Disponibilizar esses conteúdos diversificados, fora da programação, é uma tarefa de todos nós, sobretudo aqueles envolvidos com o processo de formação de crianças e jovens, que aprendem facilmente a descobrir o caminho desses tesouros escondidos.

As novas tecnologias de informação e comunicação, abrem possibilidades inéditas de troca e compartilhamento de dados, conteúdos, filmes, vídeos, webcasts e os mais diversos formatos audiovisuais, possibilitando e viabilizando economicamente muitas ferramentas e plataformas que beneficiam a distribuição e o acesso. O resultado disso é que um número cada vez maior de pessoas agora pode usufruir dessas benesses.

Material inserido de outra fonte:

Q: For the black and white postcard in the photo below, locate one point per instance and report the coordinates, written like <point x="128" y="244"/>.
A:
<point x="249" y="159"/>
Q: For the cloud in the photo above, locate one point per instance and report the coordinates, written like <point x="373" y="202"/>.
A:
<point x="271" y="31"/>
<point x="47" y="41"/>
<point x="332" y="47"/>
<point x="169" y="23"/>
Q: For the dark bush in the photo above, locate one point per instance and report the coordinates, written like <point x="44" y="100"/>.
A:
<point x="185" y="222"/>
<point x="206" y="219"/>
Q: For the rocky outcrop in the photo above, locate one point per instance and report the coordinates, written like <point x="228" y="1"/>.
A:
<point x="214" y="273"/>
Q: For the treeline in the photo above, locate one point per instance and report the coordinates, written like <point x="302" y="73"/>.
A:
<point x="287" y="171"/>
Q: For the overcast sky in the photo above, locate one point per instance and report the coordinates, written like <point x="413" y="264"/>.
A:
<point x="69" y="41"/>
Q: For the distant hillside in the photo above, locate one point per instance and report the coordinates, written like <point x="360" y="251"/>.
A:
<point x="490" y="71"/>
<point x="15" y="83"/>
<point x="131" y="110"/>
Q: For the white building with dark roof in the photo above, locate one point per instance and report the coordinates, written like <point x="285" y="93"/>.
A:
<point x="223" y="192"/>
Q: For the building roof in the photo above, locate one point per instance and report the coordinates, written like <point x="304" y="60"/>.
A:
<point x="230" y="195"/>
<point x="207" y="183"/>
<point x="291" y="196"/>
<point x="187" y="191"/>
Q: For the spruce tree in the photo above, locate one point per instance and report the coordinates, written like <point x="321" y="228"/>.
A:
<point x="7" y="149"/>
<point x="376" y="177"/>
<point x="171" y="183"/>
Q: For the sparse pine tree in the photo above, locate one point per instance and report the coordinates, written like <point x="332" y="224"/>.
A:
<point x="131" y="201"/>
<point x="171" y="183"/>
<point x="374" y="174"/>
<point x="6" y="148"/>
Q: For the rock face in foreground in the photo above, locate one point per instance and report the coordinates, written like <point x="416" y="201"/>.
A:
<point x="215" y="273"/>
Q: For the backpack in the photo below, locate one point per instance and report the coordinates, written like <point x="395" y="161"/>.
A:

Além de disponibilizar essa diversidade cultural é preciso saber produzi-la e distribuí-la. Nossa sociedade precisa aprender a criar maneiras de incentivar a produção e o acesso de realidades diferentes daquelas retratadas pela indústria cultural e, além de lutar pela inclusão dessa diversidade nos meios de comunicação tradicionais, precisa incentivar meios de produção e de assimilação. Atualmente, a conscientização de grupos de indivíduos e a disponibilidade de recursos para a diversidade e o acesso estão presentes. Cabe a nós fazer valer esses direitos. O direito de cada um ver e ser visto, de ouvir e ver. E de ser compreendido.

Um grande movimento em torno dos produtos de entretenimento e cultura atualmente é seu potencial de acesso, embora muitas corporações ainda não tenham aberto seus olhos e ouvidos para essa questão. Como criar esses caminhos aos que precisam de alguma espécie de apoio sensorial? Quais as normas e leis que regulamentam e obrigam que esse acesso seja disponibilizado?

Autonomia é a palavra-chave para a Alfabetização Audiovisual. O cidadão precisa ter acesso e poder escolher como se dará a sua formação por meio dos conteúdos produzidos pela humanidade. A conquista dessa autonomia está ligada ao acesso, à inclusão e ao conhecimento dos processos e meios de produção.

A conquista da independência é outro fator fundamental para todos os cidadãos, sobretudo as pessoas com deficiência. Disso depende a sua capacidade de ampliar seu repertório e construir, por conta própria, os elementos formativos do seu imaginário.

Esses elementos são fundamentais para que as histórias produzidas e difundidas pelos canais de comunicação passem a retratar diferentes realidades e que possibilitem a composição de novas.

Estamos falando de diversidade e acessibilidade, mas isso não se restringe somente à falta de acesso aos meios ou ao significado. Em um tempo ou outro, grupos diferentes sofreram de falta de acesso, seja econômico, político ou social. Basta voltar algumas décadas no calendário para encontrarmos o Apartheid na África do Sul, uma segregação racial sórdida e violenta que durou até 1994, menos de vinte e cinco anos atrás. Mais um pouco e lembraremos que as mulheres não tinham direito a exercer sua cidadania por meio do voto democrático ou que, até o final do século XIX, era possível comprar uma pessoa escravizada no mercado público das cidades brasileiras.

Mas isso não é privilégio do passado. Ainda hoje temos a segregação, a escravidão e outras afrontas à civilidade, cegas aos direitos individuais daqueles que apresentam qualquer tipo do que é visto como “inferioridade”. Cada via de acesso e libertação criada para essas pessoas deve ser comemorada como uma vitória da cidadania. Um dever de todos os que possuem as ferramentas para abrir esses atalhos. Afinal, toda pessoa tem suas próprias características, além de virtudes e fraquezas, mesmo aquelas em cargos de poder, mesmo aquelas fisicamente ditas “perfeitas”.

Diante das novas mídias e de novas ideias, a acessibilidade ganha cada vez mais espaço na sociedade. E a conscientização de que todos nós, de uma forma ou de outra, no presente ou no futuro, precisaremos de vias de acessos para os conteúdos que desejamos e precisamos, é um norte a ser seguido.

* Artigo escrito em 2010 no contexto do filme CTRL-V. Texto atualizado em 2024.